Quase dez anos após a farsa científica encenada pelo cientista sul-coreano Hwang Woo-Suk, pesquisadores dos Estados Unidos anunciaram nesta quarta-feira (15), ter, finalmente, alcançado aquele que era o grande sonho da terapia celular na época: a clonagem terapêutica de embriões humanos.
Em um trabalho publicado na revista Cell, pesquisadores da Universidade de Saúde e Ciências do Oregon relatam a produção dos primeiros embriões humanos clonados do mundo, dos quais foram obtidas as primeiras linhagens de células-tronco embrionárias humanas clonadas (geneticamente idênticas ao doadores).
A proposta seria usar essas células para produzir tecidos para uso terapêutico, não para clonar pessoas. A pesquisa, porém, é historicamente polêmica por envolver a destruição de embriões humanos.
A técnica empregada no estudo, chamada de “transferência nuclear”, é essencialmente a mesma usada para clonar a ovelha Dolly em 1996 e muitos outros animais desde então. Mas com algumas modificações. Entre elas, a adição de cafeína ao líquido de cultura das células.
Um feito notável, do ponto de vista científico, mas que chega tarde para estimular novas pesquisas com terapia celular baseadas em clonagem. “Seria um marco da Biologia se tivesse sido realizado dez anos atrás”, diz o pesquisador brasileiro Stevens Rehen, da Universidade Federal do Rio de Janeiro.
O “problema” é que, nesse meio tempo, uma outra técnica foi desenvolvida para obter células-tronco humanas pluripotentes (equivalentes às embrionárias) de forma muito mais simples e sem as complicações éticas ligadas ao uso de óvulos e embriões humanos.
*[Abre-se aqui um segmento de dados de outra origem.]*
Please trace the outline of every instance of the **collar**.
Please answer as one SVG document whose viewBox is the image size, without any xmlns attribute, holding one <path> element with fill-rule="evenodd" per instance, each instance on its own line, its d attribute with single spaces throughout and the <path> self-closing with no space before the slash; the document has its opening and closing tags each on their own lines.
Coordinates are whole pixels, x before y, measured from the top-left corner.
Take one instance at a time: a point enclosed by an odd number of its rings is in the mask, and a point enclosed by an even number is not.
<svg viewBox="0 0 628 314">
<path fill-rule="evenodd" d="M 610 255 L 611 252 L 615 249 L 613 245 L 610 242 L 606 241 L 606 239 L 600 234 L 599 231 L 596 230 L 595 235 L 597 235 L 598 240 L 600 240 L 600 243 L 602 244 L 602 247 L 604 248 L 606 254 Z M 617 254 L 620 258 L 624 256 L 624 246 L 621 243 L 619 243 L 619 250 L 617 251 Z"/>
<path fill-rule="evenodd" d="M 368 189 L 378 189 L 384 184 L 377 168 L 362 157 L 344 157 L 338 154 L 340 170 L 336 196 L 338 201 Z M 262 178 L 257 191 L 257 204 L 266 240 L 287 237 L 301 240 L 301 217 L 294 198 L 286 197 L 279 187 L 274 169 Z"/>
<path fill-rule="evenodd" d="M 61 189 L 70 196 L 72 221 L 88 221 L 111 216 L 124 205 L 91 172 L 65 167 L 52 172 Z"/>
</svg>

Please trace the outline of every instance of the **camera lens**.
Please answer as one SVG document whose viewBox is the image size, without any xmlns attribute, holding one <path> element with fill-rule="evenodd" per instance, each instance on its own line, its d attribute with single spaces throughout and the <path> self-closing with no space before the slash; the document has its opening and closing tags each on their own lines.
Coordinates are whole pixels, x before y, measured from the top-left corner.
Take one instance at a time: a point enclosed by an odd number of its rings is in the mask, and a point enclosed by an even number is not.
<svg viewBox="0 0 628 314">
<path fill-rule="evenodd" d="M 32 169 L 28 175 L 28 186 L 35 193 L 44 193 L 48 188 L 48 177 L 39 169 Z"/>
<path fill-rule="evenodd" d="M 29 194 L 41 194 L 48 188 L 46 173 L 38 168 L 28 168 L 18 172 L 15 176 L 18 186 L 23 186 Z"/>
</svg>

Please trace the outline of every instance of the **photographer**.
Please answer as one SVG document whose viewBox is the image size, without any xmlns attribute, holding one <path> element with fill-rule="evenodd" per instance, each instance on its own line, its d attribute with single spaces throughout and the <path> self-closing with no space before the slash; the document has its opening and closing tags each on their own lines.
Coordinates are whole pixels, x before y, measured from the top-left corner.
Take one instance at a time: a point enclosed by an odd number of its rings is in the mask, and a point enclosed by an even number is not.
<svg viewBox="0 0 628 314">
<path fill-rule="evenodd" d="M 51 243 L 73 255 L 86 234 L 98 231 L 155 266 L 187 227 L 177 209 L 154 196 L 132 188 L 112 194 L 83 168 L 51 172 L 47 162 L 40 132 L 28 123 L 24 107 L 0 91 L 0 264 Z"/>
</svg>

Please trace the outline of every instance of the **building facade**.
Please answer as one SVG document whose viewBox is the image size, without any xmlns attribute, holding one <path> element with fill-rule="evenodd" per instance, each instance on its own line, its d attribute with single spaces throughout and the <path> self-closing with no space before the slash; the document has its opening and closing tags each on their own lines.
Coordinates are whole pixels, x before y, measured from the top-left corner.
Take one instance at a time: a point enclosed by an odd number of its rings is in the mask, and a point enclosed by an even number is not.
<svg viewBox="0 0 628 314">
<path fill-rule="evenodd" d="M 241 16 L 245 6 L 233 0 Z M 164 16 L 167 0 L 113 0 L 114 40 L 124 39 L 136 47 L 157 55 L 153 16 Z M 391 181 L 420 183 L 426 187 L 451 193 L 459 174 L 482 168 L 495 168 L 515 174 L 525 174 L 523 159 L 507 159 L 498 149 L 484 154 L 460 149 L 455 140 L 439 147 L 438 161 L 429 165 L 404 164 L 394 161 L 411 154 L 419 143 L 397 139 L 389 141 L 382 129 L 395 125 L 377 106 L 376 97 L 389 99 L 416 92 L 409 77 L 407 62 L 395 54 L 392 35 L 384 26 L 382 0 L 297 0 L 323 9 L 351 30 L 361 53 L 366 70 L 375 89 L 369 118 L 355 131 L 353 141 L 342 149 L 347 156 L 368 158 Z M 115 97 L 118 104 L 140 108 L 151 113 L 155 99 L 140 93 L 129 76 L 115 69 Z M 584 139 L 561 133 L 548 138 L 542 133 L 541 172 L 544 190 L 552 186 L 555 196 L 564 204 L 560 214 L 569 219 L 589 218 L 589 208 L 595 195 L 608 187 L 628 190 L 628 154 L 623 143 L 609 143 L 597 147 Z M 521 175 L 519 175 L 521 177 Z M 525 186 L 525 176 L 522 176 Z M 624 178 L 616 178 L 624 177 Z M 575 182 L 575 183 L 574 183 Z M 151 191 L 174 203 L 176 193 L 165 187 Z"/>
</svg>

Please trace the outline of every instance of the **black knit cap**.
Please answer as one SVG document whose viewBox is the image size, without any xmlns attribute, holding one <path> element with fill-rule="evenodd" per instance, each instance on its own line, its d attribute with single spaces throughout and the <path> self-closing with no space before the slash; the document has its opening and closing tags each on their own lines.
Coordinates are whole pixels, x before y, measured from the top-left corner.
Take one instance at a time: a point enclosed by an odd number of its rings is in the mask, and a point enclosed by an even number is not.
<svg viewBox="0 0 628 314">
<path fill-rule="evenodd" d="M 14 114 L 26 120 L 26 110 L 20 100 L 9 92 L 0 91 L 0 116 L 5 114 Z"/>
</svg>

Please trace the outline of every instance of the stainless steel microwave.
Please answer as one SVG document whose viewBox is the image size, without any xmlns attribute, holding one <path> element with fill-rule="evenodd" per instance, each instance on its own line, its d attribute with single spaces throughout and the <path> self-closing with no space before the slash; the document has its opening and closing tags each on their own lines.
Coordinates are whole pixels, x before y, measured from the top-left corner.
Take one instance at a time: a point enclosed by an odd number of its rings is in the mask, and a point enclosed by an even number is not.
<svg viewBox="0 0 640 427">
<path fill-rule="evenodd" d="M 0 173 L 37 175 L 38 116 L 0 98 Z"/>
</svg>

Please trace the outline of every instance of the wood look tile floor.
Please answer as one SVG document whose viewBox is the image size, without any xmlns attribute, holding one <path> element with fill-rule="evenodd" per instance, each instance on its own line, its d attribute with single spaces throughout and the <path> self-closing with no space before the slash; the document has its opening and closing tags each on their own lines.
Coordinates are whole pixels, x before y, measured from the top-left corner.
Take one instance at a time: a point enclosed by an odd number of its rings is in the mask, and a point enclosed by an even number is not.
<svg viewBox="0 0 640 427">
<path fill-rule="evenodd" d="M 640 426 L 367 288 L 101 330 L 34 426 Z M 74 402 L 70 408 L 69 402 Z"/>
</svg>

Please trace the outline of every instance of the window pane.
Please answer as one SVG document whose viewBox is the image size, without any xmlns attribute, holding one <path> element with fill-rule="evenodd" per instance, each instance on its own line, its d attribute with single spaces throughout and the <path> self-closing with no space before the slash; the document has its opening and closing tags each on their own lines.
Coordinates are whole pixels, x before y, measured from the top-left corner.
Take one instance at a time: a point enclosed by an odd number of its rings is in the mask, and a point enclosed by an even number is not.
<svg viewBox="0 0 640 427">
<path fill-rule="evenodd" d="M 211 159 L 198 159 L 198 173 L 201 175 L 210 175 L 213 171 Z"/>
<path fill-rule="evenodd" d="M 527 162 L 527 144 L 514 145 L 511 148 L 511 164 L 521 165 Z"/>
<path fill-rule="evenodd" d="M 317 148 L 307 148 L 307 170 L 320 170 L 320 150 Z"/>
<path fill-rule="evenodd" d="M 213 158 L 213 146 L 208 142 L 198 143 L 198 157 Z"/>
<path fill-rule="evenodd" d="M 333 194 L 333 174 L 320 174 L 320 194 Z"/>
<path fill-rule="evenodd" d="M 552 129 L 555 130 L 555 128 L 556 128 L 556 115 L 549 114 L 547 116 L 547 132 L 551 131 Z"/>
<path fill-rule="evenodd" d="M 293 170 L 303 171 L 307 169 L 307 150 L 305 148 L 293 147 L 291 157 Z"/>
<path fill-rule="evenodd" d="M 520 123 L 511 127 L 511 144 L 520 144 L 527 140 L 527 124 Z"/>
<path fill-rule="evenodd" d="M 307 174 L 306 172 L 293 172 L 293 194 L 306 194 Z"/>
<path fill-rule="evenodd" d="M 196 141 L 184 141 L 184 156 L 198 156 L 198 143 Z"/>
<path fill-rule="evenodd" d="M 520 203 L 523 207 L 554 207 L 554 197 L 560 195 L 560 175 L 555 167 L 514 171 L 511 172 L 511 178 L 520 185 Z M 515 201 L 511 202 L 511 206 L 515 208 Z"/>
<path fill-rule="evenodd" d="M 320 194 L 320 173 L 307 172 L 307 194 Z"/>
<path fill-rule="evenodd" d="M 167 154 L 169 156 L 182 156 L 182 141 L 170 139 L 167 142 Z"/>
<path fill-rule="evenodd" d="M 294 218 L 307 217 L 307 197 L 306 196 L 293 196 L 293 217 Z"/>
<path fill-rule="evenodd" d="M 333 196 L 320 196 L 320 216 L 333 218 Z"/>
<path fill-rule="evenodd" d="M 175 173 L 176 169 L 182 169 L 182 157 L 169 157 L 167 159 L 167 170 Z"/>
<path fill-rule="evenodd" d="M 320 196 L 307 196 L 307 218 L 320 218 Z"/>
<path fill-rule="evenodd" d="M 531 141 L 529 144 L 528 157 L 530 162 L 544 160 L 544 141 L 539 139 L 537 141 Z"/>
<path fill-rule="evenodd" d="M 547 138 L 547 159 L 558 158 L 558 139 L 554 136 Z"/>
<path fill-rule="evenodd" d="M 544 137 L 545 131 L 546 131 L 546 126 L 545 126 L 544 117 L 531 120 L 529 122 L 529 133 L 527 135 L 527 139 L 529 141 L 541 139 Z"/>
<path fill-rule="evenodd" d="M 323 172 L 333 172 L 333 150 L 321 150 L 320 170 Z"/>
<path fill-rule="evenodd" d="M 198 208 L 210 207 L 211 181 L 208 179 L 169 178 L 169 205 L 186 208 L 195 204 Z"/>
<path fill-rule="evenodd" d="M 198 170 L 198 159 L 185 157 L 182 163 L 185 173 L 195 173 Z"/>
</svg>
São as chamadas células-tronco de pluripotência induzida (iPS), geradas pela reprogramação genética de células adultas, sem a necessidade de revertê-las ao estágio embrionário. A técnica foi desenvolvida em 2007 pelo cientista japonês Shinya Yamanaka e rendeu a ele um Prêmio Nobel em 2012.
“Depois das células iPS, perdeu-se muito o interesse em clonagem terapêutica”, reconhece a geneticista Mayana Zatz, da Universidade de São Paulo. “Imagino que com a clonagem você obtenha células mais parecidas às de um embrião, mas ainda é uma técnica muito complicada. Do ponto de vista da aplicação, as iPS são muito mais práticas e importantes.”
“A vantagem de simplicidade das iPS é insuperável”, diz a cientista Lygia Pereira, também da USP. “Na clonagem, a reprogramação da célula é uma caixa preta: você faz a transferência nuclear e espera para ver o resultado. O que o Yamanaka fez foi descobrir o ‘abracadabra’ dessa caixa preta e ele é muito mais simples do que a gente poderia imaginar.”
O cientista japonês mostrou que, com a introdução de apenas quatro genes no genoma de uma célula adulta, é possível revertê-la a um estado indiferenciado e pluripotente, com capacidade para se transformar em qualquer tecido do organismo.
Mudanças
O “abracadabra” descoberto agora pelo grupo do Oregon para a clonagem funcionar inclui modificações pontuais - mas essenciais - ao processo tradicional de transferência nuclear. Entre elas, a remoção, além do núcleo do óvulo, de uma estrutura celular chamada spindle e a adição de cafeína ao meio de cultura celular. Não se sabe por que, mas a fusão e a reprogramação das células funcionaram muito melhor quando elas foram expostas à cafeína. A eficiência da técnica, no final, foi bastante alta. Em um experimento, cientistas conseguiram produzir quatro linhagens de células-tronco de oito óvulos de uma única doadora. As informações são do jornal O Estado de S. Paulo.